4. The next stage: you can start training outside. A stadium or a schoolyard with a flat surface and absence of any vehicles would be a perfect location. Now, the child's attention is fully focused on pedaling, and he can ride anywhere without choosing a particular direction.

5. A conscious control will come only after the child has finished mastering the ability to pedal automatically. Some parents first teach steering and only then focus their child’s attention to pedaling. There is not much of a difference, but teaching these two skills should be done in phases, as the child cannot steer and pedal at the same time yet.

Remember that training should not last for more than half an hour. And if the child is misbehaving or refusing to continue the training, do not persist. Postpone the training until another time.

Practicing Riding A Bicycle

So, it is time to switch to a more advanced form of transport – a two-wheeled bicycle. Most often it occurs at the age of 4. Read here about choosing a bike for a four-year-old child.

1. Adjust the bicycle seat so that the child, while sitting on it, can reach the ground with his feet.
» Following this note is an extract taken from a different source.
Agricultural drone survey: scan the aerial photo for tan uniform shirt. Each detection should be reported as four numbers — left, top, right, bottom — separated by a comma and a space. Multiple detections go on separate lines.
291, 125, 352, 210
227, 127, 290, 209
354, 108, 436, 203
When the child learns to confidently stay in the saddle, you can raise it some more – to the required height.

2. Some adults use training wheels for security. However, in the opinion of many experienced parents, they should not be used, since they don’t let the child learn to keep balance. They should rather be used if your child has not trained riding a tricycle.

3. The next step is to turn the bike into a scooter by removing one pedal for some time. The child accelerates, pushes off the ground with one foot, while the other one rests on the pedal. However, he still has to hold the handlebar with both hands. This simple way helps the child to improve his ability to maintain balance.

4. Get the pedals back in place and let him try to ride the bike with your support. Do not hold the bike at the handlebar or the seat. Just follow the kid, holding him by the shoulders.

5. Do not forget to teach the child to get off the bike properly. First, teach him to lean the bike towards himself while resting the other foot on the ground. Try the same exercise on the other side of the bicycle.

6. Another important point – the ability to slow down. Roll the bike along with the child on it and ask him to brake. Immediately let go of the bike and make sure that the child, after braking, puts his foot on the ground.

Learning to ride a bike should be a positive and rewarding experience for your kid. Therefore, do not keep the purchase of the bike on the backburner. Perhaps, the genuine interest and delight of the child might inspire the rest of the family, and soon the mom and the dad will also become ardent cyclists.